Why Improving things by 10x Matters for New Product Adoption

Picture by Kevin Steele

I’ve now got 500 (probably 800) channels and there’s nothing on.  Well, I’ve overstated the fact.  I have about 30 movie channels, at least 7 channels dedicated to major sports leagues, and innumerable shopping, food, and car chase channels.  I recently re-entered the world of Comcast HD for the purpose of getting better internet access, seeing a few more sports events in HD, and for the On-Demand video service.  Yet a funny thing happened.  In the midst of the content overload, I realized that having more bandwidth is … fabulously good.

Before I had DSL and had modest speeds (3mb/s down, 768k/s up).  This was fine for most internet surfing, though working at home and uploading large files sometimes seemed a bit pokey, especially when using a VPN.  Yet now I have 10 times the speed.  Ten times the speed.  I now understand the benefit of improving a product or service by 10x.  It shakes you out of your current behavior and provides an opportunity to try new things and get new benefits.

In the classic HBS Article Eager Sellers, Stony Buyers: Understanding the Psychology of New Product Adoption, John Gourville posits (and proves) that sellers overvalue the benefit of the product they are selling by 3x. He also finds that prospective buyers overvalue the benefits of the product they have by 3x. To overcome this stasis, entrepreneurs need to provide a 10x improvement to break through the behavioral trigger that stops buyers from buying when they ought to find benefit.

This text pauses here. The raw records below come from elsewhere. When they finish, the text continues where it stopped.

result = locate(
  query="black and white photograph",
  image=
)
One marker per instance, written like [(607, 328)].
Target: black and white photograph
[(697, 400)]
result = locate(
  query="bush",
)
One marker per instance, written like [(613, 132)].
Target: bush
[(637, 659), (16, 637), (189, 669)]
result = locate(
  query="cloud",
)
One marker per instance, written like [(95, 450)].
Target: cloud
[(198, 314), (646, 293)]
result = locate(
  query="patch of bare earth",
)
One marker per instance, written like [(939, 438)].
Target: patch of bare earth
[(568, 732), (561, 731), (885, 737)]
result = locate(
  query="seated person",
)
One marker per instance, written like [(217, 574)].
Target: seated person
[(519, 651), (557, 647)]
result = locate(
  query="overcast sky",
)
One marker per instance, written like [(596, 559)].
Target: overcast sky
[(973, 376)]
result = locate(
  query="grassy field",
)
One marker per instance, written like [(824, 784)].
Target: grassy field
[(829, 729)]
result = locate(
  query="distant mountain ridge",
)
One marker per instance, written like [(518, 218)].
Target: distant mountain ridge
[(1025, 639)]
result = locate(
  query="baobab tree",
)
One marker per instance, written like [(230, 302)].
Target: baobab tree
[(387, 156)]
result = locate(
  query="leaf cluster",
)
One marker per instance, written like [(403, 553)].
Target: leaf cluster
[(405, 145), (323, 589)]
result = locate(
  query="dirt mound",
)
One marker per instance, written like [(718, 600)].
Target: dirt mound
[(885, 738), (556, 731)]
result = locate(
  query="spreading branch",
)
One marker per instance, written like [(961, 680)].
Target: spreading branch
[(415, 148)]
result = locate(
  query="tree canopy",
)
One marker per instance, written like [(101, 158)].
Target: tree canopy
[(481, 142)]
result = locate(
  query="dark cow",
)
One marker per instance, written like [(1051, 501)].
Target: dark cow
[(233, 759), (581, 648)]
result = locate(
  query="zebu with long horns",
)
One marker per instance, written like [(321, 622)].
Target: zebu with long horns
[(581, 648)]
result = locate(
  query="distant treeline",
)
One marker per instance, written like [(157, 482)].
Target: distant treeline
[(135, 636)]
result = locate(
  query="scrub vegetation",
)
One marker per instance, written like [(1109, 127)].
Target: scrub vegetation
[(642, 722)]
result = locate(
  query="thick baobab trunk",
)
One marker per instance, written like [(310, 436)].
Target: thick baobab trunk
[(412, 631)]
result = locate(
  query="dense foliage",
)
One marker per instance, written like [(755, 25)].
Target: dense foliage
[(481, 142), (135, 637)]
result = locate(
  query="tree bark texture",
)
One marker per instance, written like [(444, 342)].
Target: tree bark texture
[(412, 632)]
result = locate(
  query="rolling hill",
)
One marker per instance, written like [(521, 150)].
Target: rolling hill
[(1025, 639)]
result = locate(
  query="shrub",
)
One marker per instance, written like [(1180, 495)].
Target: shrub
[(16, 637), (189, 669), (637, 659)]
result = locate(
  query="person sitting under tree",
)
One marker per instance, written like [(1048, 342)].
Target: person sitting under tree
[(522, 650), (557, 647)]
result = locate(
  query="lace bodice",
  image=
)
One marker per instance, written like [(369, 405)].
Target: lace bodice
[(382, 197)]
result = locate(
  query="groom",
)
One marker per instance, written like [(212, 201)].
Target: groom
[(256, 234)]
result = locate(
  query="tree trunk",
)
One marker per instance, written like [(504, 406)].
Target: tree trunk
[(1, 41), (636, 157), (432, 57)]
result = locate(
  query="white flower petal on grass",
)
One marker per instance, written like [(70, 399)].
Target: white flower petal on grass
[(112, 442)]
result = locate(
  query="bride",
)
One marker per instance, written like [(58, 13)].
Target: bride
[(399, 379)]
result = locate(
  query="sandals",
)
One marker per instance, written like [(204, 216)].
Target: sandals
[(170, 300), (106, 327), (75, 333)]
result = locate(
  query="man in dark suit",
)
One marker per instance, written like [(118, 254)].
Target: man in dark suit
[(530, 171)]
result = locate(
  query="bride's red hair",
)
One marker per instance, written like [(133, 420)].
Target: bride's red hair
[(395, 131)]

I didn’t realize that I was getting a 10x benefit in network speed by changing my subscription. In fact, it took a lot of pain (loss of channels, high customer acquisition cost through subsidy by Comcast, and a visit by a technician causing me to wait almost a week for new service). Yet now all I can think about is what I want to do with an extra 9x of bandwidth. I can now stream music, watch an movie in high definition as soon as I want it, and download and upload files with ease. I wonder what the next big idea will be now that I am no longer stuck in the same old rut.

Moving to a startup has provided a similar eye-opener at work. And it provides another eye-opener: our current and prospective customers need the same 10x improvement to believe in our work, to trust us with their time and effort, and to be truly wowed by the improvements we build. This is why improving things by 10x matters, and why it should be the goal of any entrpreneur or person.